Maybe the Yankees will watch so they never will forget. Maybe the ones who have won multiple rings -- Derek Jeter, Bernie Williams, Tino Martinez, Jorge Posada, Mariano Rivera, manager Joe Torre -- will remember what it felt like.

There will be on hand a lot of celebrities, some of the authors of several of the 20 books now out on the Red Sox, former Sox, and even Derek Lowe was scheduled to fly here from Phoenix, where he pitched for the Dodgers yesterday against the Diamondbacks, setting aside for now his feelings about the Sox organization after it failed to re-sign him this offseason.

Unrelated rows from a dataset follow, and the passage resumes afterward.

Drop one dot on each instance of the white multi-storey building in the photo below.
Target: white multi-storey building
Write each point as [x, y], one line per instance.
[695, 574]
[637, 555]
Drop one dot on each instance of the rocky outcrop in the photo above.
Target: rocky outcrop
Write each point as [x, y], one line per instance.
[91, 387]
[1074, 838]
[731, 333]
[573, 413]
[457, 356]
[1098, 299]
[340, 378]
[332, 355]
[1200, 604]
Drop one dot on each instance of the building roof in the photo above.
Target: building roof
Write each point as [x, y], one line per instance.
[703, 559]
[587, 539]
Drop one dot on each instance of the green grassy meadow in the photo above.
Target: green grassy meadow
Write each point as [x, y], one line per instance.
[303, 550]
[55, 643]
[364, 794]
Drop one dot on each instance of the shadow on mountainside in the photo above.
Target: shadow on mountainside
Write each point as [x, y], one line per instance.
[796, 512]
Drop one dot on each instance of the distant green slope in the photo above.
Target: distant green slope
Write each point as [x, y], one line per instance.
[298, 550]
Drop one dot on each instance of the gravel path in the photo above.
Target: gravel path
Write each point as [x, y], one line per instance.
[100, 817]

There'll likely be surprises -- perhaps people we never imagined would show up. And how big will the ovation be for manager Terry Francona when he's introduced?

The only manager to have won a championship in the lifetimes of most in Red Sox Nation, Francona not only will be honored for that accomplishment, but it will be his first public appearance since he recently was stricken with chest pains at Yankee Stadium. Francona spent parts of three days in hospitals in New York and Boston, having numerous tests that indicated the pain likely was caused by a viral illness.

Francona, much like Torre, has remained a regular guy -- something that is not a given from championship managers and coaches in sports. Because of that, fans have been able to better relate to and embrace Francona.

But the day will be just as much for the longtime and well-respected employees of the Red Sox. It'll be a great moment for folks like Charlie Wagner, Johnny Pesky, Dick Berardino, Tommy Harper, Jim Rice, Frank Malzone, Sam Mele (retired from the organization), Felix Maldonado, Dwight Evans, and Jim Rice, who have been around the organization for so long. Guys like Rico Petrocelli, Jim Lonborg, Carl Yastrzemski, and the many others who never won the Series.